0-34 お先真っ暗のみ

 俺の、内側が悲鳴を上げている。『勝てないからこのまま死ぬしかない』と、何度も。『惑星を越えても放浪しようと考えた天罰である』という言葉が、稲妻のように脳天へ落ちた。

 足搔いても逃れることはない不気味な宿命が、どれだけ抗おうが無下にしようが付きまとう。


 思えば、生まれた時から決まっていたのかもしれない。


 どこに行っても、人間以下の扱いを毎日受けて来た。それから追い打ちをかけるように、髪の毛が少しずつ変わった。

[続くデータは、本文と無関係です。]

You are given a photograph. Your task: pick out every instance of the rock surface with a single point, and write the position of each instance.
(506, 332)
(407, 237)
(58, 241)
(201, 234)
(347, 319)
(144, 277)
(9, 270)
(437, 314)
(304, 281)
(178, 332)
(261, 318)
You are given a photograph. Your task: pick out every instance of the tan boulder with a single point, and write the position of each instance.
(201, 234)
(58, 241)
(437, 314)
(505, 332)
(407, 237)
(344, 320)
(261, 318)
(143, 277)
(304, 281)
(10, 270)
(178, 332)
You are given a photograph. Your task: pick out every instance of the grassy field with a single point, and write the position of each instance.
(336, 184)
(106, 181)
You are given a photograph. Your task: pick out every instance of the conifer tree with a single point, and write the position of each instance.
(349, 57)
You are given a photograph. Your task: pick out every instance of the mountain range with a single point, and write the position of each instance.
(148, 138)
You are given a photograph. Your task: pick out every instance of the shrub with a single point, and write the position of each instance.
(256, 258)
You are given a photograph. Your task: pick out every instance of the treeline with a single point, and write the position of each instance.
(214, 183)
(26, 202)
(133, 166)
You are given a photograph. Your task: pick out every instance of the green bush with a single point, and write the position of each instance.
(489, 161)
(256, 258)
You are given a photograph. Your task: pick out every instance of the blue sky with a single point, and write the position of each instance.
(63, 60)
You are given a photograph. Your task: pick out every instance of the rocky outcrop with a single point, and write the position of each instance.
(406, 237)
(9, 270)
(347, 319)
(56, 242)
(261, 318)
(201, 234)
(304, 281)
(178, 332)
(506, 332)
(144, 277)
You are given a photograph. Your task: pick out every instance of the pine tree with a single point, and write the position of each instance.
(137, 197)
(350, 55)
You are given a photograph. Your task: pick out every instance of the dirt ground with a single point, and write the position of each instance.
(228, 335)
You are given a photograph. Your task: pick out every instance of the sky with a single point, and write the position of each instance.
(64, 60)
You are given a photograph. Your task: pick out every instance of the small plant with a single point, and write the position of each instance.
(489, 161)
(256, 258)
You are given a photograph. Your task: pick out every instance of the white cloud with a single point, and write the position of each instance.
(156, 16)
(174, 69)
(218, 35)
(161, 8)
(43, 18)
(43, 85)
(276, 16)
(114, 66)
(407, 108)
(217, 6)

 鬱憤が溜まっていたのか、白髪が早くも出て来たのだ。どれだけ休んで心を落ち着かせても治る気配は無く、ついに灰色になった。

 この忌々しい髪ですら話題にし、遊び感覚で弄り倒す奴らの相手をするのも面倒になった。


 学校に行くフリをして、放浪し始めた。欠席日数が多くなろうと、癖を直す気が無かった。誰も止めないので、拍車がかかるばかりである。

 旅先で事故に遭って家に籠ったとしても、三日も経てば「またどこかに行こう」と思ってしまうくらいに、この地獄から抜け出したいと考え続けていた。


 地球にいた時ですら満足していなかったのだから、この場所で生きれる訳が無い。


 最初の一歩から間違えていたのだ。別の惑星から来た奴が、住める訳が無い。どうして『可能だ』と思い込んでしまったのだろうか。

 放浪癖を嫌った家族の言葉を、今になって思い出す。「いつか後悔するぞ」という呪いを、ようやっと理解した。俺はこの場所、ユーサネイコーという地獄で死ぬ。


 なんて愚かな人生なのだろう。こうなるなら大人しく運命に従い続け、地球で生き地獄に浸かっていれば良かったのか。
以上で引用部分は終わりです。